8 - Le Livre de la Zakat
Rapporté par Ibn Abbas (رضي الله عنه) : Le Prophète a envoyé Muadh au Yémen et a dit : « Tu vas rencontrer des gens parmi les Gens du Livre. Appelle-les à témoigner qu’il n’y a de divinité digne d’adoration qu’Allah, et que je suis le messager d’Allah. S’ils acceptent cela, informe-les qu’Allah leur a prescrit cinq prières chaque jour et chaque nuit. S’ils acceptent cela, informe-les qu’Allah leur a imposé la Zakat sur leurs biens, à prélever sur les riches pour la donner à leurs pauvres. S’ils acceptent cela, fais attention à ne pas prendre le meilleur de leurs biens. Et méfie-toi de l’invocation de l’opprimé, car il n’y a aucun obstacle entre elle et Allah. »
Rapporté par Abdullah bin Masud (رضي الله عنه) : Le Messager d’Allah a dit : « Celui qui ne paie pas la Zakat sur ses biens verra, au Jour de la Résurrection, un serpent chauve apparaître devant lui et s’enrouler autour de son cou. » Puis le Messager d’Allah a récité ce verset du Livre d’Allah le Très-Haut : « Que ceux qui gardent jalousement ce qu’Allah leur a donné de Sa grâce (richesse) ne pensent pas que c’est un bien pour eux. »
Rapporté par Abu Dharr : Le Messager d’Allah a dit : « Celui qui possède des chameaux, des moutons ou du bétail et ne paie pas la Zakat sur eux, ces animaux viendront le Jour de la Résurrection aussi gros et gras qu’ils l’ont jamais été, le frappant de leurs cornes et le piétinant de leurs sabots. À chaque fois que le dernier d’entre eux sera passé, le premier reviendra, jusqu’à ce que le jugement soit rendu entre les gens. »
Rapporté par Abu Hurairah : Le Messager d’Allah a dit : « Les chameaux sur lesquels la Zakat n’a pas été payée viendront piétiner leurs propriétaires de leurs sabots. Les bovins et les moutons viendront aussi piétiner leurs propriétaires de leurs sabots et les frapper de leurs cornes. Le trésor amassé apparaîtra sous la forme d’un serpent chauve, et il rencontrera son propriétaire le Jour de la Résurrection. Son propriétaire fuira deux fois, puis il reviendra vers lui et il fuira encore, et il dira : “Qu’ai-je à faire avec toi ?” et il lui répondra : “Je suis ton trésor amassé, je suis ton trésor amassé.” Il essaiera de se protéger avec sa main, mais le serpent la dévorera. »

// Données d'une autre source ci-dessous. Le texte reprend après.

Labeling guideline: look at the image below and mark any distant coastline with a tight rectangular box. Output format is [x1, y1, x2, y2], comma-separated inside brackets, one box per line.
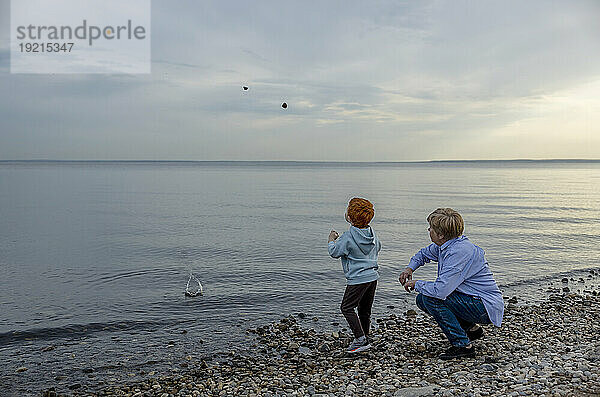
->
[0, 159, 600, 165]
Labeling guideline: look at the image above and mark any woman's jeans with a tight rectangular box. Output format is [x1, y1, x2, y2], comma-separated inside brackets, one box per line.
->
[417, 291, 491, 346]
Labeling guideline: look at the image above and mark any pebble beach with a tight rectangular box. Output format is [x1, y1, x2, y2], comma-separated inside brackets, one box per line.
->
[41, 271, 600, 397]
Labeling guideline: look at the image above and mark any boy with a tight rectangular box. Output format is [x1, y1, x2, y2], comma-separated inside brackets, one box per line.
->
[399, 208, 504, 360]
[327, 197, 381, 353]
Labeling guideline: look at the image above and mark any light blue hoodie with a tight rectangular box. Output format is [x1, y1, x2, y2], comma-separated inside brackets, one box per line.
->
[327, 226, 381, 285]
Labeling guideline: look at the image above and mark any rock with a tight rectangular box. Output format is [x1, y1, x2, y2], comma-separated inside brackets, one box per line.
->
[481, 364, 497, 372]
[319, 343, 331, 353]
[288, 342, 300, 351]
[394, 386, 435, 397]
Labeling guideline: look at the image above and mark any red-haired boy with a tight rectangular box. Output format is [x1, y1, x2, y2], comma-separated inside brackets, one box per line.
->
[328, 197, 381, 353]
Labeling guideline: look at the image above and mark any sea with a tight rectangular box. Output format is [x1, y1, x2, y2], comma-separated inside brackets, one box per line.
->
[0, 160, 600, 396]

Rapporté par Khalid bin Aslam, l’affranchi de Umar bin Khattab : Je suis sorti avec Abdullah bin Umar, et un bédouin l’a rencontré et lui a récité les paroles d’Allah : « Et ceux qui thésaurisent l’or et l’argent (sur lesquels la Zakat n’a pas été payée) et ne les dépensent pas dans le chemin d’Allah. » Ibn Umar lui a dit : « Malheur à celui qui thésaurise et ne paie pas la Zakat due. Mais cela concernait la période avant que la Zakat ne soit révélée. Quand elle a été révélée, Allah l’a rendue comme une purification des biens. » Puis il s’est détourné et a dit : « Cela ne me dérange pas d’avoir l’équivalent du mont Uhud en or, tant que je sais combien j’en ai, que je paie la Zakat dessus et que je l’utilise dans l’obéissance à Allah, le Tout-Puissant et Majestueux. »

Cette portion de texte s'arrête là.